Overview
We undertake sustained and comprehensive monitoring, analysis and advocacy on the implementation of the “WPS Agenda” at the international policy level and on its integration in peacekeeping and building operations and in post-conflict strategies.
The “WPS Agenda” is a policy framework comprised of eight resolutions, grounded in international human rights and humanitarian law, which codifies the importance of women’s participation in peace and security processes and advances gender equality and women’s rights in conflict-affected situations.
When the NGOWG was established in 2000, it was conceived as a civil society accountability mechanism that would hold key actors at the international level accountable for the implementation of the WPS agenda. Over the last 17 years, we have stayed true to this original goal and developed a public monitoring program that holds the UN Security Council accountable for its obligations to improve reporting, analysis and inclusion of women, peace and security in its regular work, thus improving peace and security decision-making process and ensuring the rights and concerns of women are reflected in outcomes.
We are the only WPS organization which monitors and analyzes the entire cycle of UN Security Council decision-making – from the adoption of peacekeeping mission mandates in resolutions, to their implementation reports, to presidential statements adopted in response to an emerging crisis – we illuminate the ways in which WPS is being reflected and discussed on a daily basis. We also monitor and analyze the work of the Security Council on 10 thematic agenda items as well as counterterrorism and countering violent extremism.
Methodology
Underpinning our analysis is a methodologically consistent and rigorous gender analytical framework which, by employing both quantitative and qualitative tools, allows us to develop a comprehensive picture of gaps in the Council’s consideration of country-specific and thematic agenda items. We further utilize a feminist perspective to unpack the ways in which international policymaking and discourse on peace and security can be transformed to better reflect the barriers and opportunities for women in conflict-affected situations. Our analytical framework also uses, as benchmarks, the UN Security Council’s own obligations on WPS as articulated in resolutions and presidential statements adopted since 2000, including specifically the commitments made in Security Council resolutions 2122 (2013) and 2242 (2015).
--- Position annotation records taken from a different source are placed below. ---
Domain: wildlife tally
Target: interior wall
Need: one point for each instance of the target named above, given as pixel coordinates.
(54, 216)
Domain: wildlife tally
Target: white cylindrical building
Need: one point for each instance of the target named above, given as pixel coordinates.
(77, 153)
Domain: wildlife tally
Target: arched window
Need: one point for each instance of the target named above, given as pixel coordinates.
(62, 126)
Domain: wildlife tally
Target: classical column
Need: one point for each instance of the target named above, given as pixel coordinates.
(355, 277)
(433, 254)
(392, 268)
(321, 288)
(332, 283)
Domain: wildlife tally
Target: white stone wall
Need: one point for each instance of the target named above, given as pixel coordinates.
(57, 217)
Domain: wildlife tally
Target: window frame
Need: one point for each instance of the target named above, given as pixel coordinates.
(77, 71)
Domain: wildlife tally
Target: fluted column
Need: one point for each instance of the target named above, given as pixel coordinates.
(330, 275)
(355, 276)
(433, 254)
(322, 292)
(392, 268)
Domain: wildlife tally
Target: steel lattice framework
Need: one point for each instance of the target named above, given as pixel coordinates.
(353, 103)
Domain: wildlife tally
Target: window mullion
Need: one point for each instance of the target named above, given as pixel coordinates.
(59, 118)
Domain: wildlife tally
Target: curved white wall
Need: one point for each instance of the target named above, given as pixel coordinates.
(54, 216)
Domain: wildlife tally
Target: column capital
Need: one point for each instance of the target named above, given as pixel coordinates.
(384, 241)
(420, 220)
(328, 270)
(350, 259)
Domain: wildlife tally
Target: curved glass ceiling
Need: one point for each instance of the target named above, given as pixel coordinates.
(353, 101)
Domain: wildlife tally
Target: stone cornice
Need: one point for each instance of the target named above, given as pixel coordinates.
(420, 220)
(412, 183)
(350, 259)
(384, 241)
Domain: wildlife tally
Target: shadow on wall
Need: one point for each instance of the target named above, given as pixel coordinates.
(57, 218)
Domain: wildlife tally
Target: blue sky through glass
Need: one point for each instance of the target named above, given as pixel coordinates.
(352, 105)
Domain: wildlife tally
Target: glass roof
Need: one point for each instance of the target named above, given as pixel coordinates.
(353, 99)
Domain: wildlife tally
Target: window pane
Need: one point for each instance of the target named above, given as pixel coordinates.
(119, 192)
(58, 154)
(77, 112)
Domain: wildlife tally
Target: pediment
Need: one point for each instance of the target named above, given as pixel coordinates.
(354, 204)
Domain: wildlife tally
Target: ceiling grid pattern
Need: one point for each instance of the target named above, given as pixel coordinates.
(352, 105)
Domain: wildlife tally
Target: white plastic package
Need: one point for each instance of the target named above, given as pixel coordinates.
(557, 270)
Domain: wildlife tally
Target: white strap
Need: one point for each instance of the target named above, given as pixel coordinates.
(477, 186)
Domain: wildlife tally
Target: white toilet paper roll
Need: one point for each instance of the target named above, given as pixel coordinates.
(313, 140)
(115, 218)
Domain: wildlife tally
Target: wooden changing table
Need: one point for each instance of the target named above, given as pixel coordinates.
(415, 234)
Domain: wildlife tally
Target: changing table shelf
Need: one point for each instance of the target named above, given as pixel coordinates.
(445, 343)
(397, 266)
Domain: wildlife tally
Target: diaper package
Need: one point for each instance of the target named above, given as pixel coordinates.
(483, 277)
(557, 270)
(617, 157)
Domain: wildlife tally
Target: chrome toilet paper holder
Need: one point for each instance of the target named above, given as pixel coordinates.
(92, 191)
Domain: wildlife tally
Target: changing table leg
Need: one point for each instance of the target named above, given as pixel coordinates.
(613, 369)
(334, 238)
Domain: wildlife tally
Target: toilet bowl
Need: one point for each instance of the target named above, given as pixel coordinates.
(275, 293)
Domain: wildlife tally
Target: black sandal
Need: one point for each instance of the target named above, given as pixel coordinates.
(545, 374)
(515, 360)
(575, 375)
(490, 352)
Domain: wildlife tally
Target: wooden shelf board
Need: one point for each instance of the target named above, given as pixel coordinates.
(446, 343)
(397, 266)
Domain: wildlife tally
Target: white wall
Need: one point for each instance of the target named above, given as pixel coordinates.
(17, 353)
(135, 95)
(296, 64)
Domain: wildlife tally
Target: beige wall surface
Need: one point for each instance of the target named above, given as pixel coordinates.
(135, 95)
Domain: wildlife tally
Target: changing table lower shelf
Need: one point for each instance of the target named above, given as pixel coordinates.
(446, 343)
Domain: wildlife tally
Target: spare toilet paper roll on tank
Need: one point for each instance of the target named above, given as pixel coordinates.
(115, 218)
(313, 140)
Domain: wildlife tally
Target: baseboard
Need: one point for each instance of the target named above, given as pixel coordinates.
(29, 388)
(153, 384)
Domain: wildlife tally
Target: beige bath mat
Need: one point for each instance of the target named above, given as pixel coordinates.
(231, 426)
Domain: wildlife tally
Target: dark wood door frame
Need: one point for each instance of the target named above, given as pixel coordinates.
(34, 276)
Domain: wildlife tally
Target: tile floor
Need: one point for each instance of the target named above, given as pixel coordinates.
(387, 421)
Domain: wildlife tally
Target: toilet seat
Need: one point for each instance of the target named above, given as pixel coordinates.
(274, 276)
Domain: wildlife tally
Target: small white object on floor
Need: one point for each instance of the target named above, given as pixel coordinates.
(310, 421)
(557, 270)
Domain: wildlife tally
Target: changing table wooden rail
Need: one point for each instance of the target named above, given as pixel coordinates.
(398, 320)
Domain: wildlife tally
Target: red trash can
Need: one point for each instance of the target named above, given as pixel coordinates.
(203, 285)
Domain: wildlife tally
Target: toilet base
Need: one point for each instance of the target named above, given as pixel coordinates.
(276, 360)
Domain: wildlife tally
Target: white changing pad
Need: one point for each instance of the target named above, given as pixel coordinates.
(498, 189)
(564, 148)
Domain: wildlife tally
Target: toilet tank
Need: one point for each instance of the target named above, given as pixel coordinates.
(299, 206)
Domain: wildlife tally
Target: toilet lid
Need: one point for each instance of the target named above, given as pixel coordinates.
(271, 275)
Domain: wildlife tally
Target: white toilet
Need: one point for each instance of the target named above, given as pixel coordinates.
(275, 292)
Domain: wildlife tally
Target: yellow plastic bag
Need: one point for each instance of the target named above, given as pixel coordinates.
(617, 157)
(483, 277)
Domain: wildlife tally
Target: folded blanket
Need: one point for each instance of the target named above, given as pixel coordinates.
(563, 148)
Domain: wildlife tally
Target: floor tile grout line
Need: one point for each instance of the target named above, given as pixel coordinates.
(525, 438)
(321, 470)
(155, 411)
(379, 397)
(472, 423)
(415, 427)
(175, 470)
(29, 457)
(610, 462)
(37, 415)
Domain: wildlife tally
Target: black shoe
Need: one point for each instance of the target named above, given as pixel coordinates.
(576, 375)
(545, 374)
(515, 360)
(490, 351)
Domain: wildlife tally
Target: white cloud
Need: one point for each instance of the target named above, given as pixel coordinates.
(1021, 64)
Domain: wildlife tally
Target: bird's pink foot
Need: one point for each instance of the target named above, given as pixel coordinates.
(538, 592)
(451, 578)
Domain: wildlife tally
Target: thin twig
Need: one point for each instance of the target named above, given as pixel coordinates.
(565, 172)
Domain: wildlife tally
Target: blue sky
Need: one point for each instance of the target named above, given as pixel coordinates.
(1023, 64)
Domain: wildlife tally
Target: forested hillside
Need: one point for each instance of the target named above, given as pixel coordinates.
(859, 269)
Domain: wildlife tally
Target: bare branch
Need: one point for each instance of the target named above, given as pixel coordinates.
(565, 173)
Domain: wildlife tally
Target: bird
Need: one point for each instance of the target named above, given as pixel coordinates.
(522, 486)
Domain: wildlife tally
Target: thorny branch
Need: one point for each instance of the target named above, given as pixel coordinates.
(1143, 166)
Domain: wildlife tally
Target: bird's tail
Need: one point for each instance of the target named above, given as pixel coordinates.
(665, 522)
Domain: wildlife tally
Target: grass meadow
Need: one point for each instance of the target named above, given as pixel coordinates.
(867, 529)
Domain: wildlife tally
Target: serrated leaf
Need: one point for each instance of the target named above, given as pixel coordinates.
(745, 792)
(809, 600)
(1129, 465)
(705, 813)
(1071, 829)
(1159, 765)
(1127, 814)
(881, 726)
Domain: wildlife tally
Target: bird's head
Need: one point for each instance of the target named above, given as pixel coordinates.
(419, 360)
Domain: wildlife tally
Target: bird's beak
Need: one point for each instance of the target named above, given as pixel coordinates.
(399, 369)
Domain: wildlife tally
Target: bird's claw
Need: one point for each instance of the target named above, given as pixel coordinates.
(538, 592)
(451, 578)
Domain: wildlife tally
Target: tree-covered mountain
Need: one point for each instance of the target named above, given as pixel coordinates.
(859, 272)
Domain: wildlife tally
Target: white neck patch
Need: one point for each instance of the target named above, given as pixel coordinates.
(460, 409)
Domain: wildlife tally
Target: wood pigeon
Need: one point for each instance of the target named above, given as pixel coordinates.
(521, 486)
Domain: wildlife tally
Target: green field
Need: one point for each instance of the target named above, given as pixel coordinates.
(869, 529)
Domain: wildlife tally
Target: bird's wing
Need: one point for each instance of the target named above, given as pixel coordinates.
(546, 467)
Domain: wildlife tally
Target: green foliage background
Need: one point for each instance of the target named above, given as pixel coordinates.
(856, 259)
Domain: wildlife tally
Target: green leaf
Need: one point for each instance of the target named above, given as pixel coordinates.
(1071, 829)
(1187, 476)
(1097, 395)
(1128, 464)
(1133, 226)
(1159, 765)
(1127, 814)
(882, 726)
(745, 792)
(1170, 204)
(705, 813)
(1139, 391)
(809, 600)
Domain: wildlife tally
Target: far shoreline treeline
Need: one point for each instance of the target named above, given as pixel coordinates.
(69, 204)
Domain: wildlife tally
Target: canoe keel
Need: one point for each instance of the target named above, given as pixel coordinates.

Drawing on this analysis, our regular country-specific advocacy integrates both qualitative and quantitative examples of ways in which the work of the UN Security Council, and the broader UN system, is failing to address women, peace and security.
Scope & Limitations
We monitor the work of the UN Security Council on 26 country-specific and 10 thematic agenda items (including counter-terrorism); we chose to focus on these agenda based on the presence of a UN-managed peacekeeping, political and peacebuilding mission which is the subject of regular and reporting within the UN Security Council; the level of activity of the UN Security Council on the agenda item; and country-specific priorities of NGOWG members. As a result, we do not analyze the work of the Council on international criminal tribunals; non-proliferation; the UN Secretary-General; Iraq / Kuwait missing persons and property; Iraq Oil-for-Food escrow account; chemical weapons; and civil aviation.